On February 21, 1941, Pearson married Susan Silliman Bennett (1904–1987), who had two daughters from a previous marriage, Susan S. Tracy (later Susan Addiss) and Elizabeth B. Tracy. Pearson's remains are buried in New Haven's historic Grove Street Cemetery. His papers, the Norman Holmes Pearson Collection, are deposited with Yale's Beinecke Rare Book & Manuscript Library.

==Norman Holmes Pearson Prize==
The Norman Holmes Pearson prize is an annual award presented by Yale University to a senior majoring in American Studies for the best senior essay. Established in 1976 in memory of Pearson, the prize recognizes outstanding undergraduate scholarship in the field of American Studies.

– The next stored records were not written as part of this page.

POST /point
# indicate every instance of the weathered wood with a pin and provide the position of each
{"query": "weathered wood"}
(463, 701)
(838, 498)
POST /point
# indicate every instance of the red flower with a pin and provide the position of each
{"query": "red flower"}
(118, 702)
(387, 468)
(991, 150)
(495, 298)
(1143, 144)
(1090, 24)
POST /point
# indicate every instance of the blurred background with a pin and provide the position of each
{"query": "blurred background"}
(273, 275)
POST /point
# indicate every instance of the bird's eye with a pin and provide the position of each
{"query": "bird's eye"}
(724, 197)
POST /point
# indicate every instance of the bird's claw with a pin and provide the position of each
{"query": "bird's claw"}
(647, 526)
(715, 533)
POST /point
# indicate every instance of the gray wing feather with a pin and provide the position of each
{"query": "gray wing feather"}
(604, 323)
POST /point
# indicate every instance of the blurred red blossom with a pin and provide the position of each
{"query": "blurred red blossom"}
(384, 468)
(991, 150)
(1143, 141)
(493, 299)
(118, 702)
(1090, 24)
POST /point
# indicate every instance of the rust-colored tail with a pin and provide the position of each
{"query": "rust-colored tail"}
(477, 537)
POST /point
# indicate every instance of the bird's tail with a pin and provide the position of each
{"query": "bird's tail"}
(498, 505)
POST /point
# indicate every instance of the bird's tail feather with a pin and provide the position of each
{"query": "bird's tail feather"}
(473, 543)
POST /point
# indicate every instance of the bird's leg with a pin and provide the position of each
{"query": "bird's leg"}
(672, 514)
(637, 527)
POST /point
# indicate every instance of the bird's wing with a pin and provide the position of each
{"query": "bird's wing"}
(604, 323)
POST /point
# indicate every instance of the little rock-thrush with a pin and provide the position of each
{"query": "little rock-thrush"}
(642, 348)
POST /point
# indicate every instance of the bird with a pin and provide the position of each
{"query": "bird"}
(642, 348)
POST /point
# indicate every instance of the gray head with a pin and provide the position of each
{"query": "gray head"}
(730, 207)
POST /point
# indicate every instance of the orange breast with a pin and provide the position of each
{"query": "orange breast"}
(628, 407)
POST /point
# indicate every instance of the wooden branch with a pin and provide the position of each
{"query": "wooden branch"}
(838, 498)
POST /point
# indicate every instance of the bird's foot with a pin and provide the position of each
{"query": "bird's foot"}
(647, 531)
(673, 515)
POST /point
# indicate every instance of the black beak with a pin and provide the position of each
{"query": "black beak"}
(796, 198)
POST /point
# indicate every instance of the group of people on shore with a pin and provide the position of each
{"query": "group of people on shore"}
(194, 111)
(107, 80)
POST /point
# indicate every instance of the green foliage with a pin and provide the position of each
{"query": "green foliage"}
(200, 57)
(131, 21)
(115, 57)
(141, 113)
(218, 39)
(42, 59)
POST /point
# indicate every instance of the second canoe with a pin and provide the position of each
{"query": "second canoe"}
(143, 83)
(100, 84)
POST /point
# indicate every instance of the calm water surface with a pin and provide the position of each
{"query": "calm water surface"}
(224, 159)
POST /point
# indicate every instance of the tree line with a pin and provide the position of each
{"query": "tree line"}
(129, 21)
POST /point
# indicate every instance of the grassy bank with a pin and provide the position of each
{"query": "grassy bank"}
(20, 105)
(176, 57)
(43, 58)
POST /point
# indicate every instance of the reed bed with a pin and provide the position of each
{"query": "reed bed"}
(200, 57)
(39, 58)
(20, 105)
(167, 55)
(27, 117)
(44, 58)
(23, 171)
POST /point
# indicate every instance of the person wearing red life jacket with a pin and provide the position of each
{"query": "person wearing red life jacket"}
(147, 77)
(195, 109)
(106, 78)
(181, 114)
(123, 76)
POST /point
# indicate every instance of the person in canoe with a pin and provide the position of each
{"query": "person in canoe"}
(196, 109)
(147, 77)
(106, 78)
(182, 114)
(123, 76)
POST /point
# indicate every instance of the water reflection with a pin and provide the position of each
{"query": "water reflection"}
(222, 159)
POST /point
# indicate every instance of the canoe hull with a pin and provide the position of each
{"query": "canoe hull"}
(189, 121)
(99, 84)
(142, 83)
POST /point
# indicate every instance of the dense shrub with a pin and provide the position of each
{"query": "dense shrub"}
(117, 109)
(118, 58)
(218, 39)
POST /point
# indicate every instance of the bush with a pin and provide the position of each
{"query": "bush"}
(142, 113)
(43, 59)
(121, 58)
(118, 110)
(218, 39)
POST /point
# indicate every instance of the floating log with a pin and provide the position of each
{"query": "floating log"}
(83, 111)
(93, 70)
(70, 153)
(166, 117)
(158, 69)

Recipients are selected by the department faculty from among graduating seniors.

Winners of the Norman Holmes Pearson Prize, awarded annually by Yale University's American Studies Program for the best senior essay written by a graduating American Studies major, have included:

- 1989: Emily Bernard
- 1996: Katie Porter
- 1997: Kate Andrias and Joel Burges
- 2015: Scott W. Stern
- 2017: Julian Hornik
- 2021: Jake Gluckman and Arya Sundaram
- 2022: Stella Fitzgerald and Sid Carlson White
- 2023: Charlotte Polk and Abby Walker
- 2024: Kanyinsola Anifowoshe
- 2025: Grace Ellis and Natalie Keating
- 2026: Adam Walker and Zadie Winthrop

==Honors==
- Guggenheim Fellowship (twice, 1948 and 1956).
- President, American Studies Association, 1968
- Chancellor, Academy of American Poets
- National Book Award committee
- Medal of Freedom, US, September 6, 1945.
- Médaille de la Reconnaissance française, France.
- Légion d'honneur, Chevalier, France.
- Order of St. Olav, Knight's Cross, 1st class, Norway.

==Selected works==
Pearson's prolific output encompassed 164 works in 246 publications in 4 languages and 10,656 library holdings.

The most widely held works by Pearson include:

- The Complete Novels and Selected Tales of Nathaniel Hawthorne by Nathaniel Hawthorne (ed. Pearson), 4 editions published between 1937 and 1965 in English and held by 1,954 libraries worldwide.
- The Oxford Anthology of American Literature (ed. Pearson), 11 editions published between 1938 and 1963 in English and held by 1,080 libraries worldwide.
- End to Torment: a Memoir of Ezra Pound by H.D. (H.D.)(ed. Pearson), 2 editions published between 1979 and 1980 in English and held by 1,068 libraries worldwide.
- Between History & Poetry the Letters of H.D. & Norman Holmes Pearson by H. D. (ed. Pearson), 4 editions published in 1997 in English and held by 949 libraries worldwide.
- The Letters by Nathaniel Hawthorne (ed. Pearson), in English and held by 565 libraries worldwide
- Decade; a Collection of Poems from the First Ten Years of the Wesleyan Poetry Program (ed. Pearson), 1 edition published in 1969 in English and held by 516 libraries worldwide.
- The Portable Romantic Poets (ed. Pearson), 3 editions published between 1977 and 2006 in English and held by 209 libraries worldwide.
- Poets of the English Language (5 vols., eds. W. H. Auden & Pearson), 6 editions published between 1950 and 1977 in English and held by 1,576 libraries worldwide. Volumes published separately include Restoration and Augustan Poets and Victorian and Edwardian Poets.